De nouveau, le recueillement s’impose par l’interprétation de la Fantasia 18. La basse de Sarah van Oudenhove et la lyra-viol de Marie-Suzanne de Loye donnent de la profondeur à la quête mystique.
Un duo répond de manière inspirée. La Fantasia 4 dévoile l’excellent jeu du ténor de viole, tenu par Claire Gobillard, dialoguant avec Andreas Linos.
Le concert se termine avec la fantaisie « Go from my window ». Cette dernière fantaisie est d’une époustouflante virtuosité. L’harmonie s’enrichit par autant de passages variés aux coups d’archets rapides que de lignes mélodiques distinctes et superposées (appelées contrepoint).

Sous la forme d’un consort de violes anglais, l’Achéron a livré, ce soir, une prestation toujours aussi séduisante. Il a su restituer, avec virtuosité, le souffle divin de la musique de Gibbons. Il a donné à la ligne instrumentale une profondeur unique fondée sur l’imitation de la voix humaine. D’ailleurs, saluons vivement les violistes qui ont su user avec finesse des gammes, des arpèges, des nuances et effets, etc.

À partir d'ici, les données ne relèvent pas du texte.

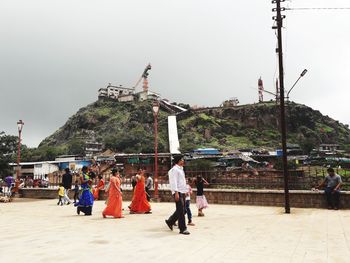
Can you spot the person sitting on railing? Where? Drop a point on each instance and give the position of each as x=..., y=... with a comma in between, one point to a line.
x=332, y=183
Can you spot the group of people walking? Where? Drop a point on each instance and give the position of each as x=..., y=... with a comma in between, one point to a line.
x=179, y=186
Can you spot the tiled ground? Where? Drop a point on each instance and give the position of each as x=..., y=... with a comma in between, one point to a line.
x=41, y=231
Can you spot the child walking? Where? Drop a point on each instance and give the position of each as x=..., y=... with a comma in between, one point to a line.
x=60, y=194
x=188, y=202
x=201, y=201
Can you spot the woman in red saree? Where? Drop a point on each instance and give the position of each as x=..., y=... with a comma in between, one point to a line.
x=139, y=203
x=114, y=203
x=100, y=186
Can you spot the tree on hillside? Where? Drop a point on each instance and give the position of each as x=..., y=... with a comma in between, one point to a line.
x=8, y=146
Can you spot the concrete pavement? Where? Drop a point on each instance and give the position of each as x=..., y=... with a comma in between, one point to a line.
x=41, y=231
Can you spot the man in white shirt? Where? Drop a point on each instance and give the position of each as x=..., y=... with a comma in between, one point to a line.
x=178, y=188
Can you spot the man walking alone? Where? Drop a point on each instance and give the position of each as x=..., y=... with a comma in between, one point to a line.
x=67, y=184
x=178, y=188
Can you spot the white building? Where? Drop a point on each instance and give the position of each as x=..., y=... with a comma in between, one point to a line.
x=114, y=92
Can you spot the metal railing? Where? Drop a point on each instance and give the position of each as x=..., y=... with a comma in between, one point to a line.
x=304, y=178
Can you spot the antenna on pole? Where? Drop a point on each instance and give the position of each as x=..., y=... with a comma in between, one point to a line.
x=279, y=19
x=260, y=90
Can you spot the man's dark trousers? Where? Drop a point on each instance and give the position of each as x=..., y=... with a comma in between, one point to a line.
x=179, y=214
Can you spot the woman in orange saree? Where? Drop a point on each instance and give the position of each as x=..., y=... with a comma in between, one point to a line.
x=100, y=186
x=114, y=203
x=139, y=202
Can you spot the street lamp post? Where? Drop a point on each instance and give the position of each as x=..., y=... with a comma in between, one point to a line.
x=155, y=109
x=301, y=75
x=20, y=124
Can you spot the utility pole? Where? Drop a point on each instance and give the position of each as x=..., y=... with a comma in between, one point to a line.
x=279, y=19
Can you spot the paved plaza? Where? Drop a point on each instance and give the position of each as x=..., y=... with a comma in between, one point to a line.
x=40, y=231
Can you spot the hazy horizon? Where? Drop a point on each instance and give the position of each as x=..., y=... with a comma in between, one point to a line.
x=57, y=54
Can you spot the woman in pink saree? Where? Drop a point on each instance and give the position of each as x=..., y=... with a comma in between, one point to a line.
x=114, y=203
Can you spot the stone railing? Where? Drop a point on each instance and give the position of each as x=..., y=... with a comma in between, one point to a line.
x=298, y=198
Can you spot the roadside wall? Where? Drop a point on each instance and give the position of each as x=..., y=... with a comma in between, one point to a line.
x=298, y=198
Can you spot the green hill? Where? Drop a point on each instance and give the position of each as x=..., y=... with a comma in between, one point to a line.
x=128, y=127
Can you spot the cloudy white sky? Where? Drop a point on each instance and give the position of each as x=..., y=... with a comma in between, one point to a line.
x=56, y=54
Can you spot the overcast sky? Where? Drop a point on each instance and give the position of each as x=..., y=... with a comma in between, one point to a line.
x=55, y=55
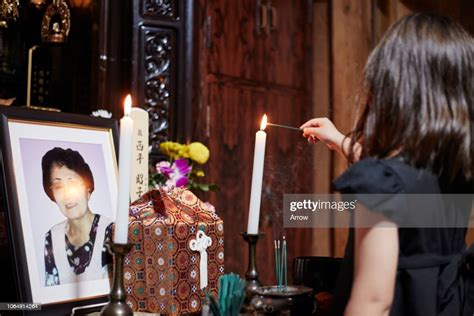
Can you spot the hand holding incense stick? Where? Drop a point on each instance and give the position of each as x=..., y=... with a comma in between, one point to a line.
x=285, y=126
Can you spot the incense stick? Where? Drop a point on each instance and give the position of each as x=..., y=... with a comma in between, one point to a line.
x=285, y=126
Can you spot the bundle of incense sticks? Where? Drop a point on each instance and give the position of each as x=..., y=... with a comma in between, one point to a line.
x=280, y=265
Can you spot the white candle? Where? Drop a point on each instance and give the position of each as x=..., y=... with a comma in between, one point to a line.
x=257, y=177
x=125, y=161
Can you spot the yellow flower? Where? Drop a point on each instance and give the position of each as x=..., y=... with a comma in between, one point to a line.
x=165, y=148
x=198, y=152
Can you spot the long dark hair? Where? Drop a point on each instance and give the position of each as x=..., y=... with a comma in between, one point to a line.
x=419, y=95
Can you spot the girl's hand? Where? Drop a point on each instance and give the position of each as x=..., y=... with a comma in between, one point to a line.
x=322, y=129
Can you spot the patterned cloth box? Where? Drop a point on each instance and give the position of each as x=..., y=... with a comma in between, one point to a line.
x=166, y=270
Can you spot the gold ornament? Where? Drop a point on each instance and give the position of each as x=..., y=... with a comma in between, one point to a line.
x=56, y=22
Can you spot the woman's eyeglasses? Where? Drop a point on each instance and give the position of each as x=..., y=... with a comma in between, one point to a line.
x=62, y=186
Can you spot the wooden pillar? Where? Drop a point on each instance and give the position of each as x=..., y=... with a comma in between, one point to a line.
x=351, y=44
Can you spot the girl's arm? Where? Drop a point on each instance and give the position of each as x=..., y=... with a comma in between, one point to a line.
x=376, y=258
x=322, y=129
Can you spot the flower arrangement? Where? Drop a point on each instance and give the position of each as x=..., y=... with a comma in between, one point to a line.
x=182, y=167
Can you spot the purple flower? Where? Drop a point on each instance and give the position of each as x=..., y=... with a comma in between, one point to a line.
x=177, y=173
x=181, y=169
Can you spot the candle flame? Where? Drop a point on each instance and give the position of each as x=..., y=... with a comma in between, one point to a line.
x=264, y=122
x=128, y=104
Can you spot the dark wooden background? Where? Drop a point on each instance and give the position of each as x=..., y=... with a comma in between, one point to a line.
x=221, y=75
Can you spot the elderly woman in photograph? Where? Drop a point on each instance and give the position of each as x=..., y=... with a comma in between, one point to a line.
x=74, y=248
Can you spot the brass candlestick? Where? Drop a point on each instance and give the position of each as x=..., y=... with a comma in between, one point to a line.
x=251, y=277
x=117, y=305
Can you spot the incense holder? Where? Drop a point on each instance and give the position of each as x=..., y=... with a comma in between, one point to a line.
x=294, y=300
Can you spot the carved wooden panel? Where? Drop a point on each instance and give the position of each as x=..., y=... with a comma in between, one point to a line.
x=162, y=67
x=160, y=8
x=157, y=90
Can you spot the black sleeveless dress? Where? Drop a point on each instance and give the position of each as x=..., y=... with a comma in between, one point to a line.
x=431, y=275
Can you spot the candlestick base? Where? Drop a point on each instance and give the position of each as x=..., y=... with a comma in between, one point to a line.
x=117, y=305
x=251, y=276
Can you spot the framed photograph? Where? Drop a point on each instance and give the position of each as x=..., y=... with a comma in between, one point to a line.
x=60, y=183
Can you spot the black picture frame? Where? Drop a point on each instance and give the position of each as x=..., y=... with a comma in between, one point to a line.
x=16, y=267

L’Achéron a également soulevé le caractère complexe des pièces du maître, tantôt fuguées, tantôt écrites sur un délicat contrepoint, tantôt couvertes de lignes mélodiques.
La communion, ainsi installée dans la salle, a ouvert le regard bien au-delà de la fenêtre…



PS : Pour les personnes absentes, le regard peut s’ouvrir chez vous en vous procurant le CD Fancies for the viols – Orlando Gibbons enregistré par l’Achéron sous le label Ricercar/Outhere Music.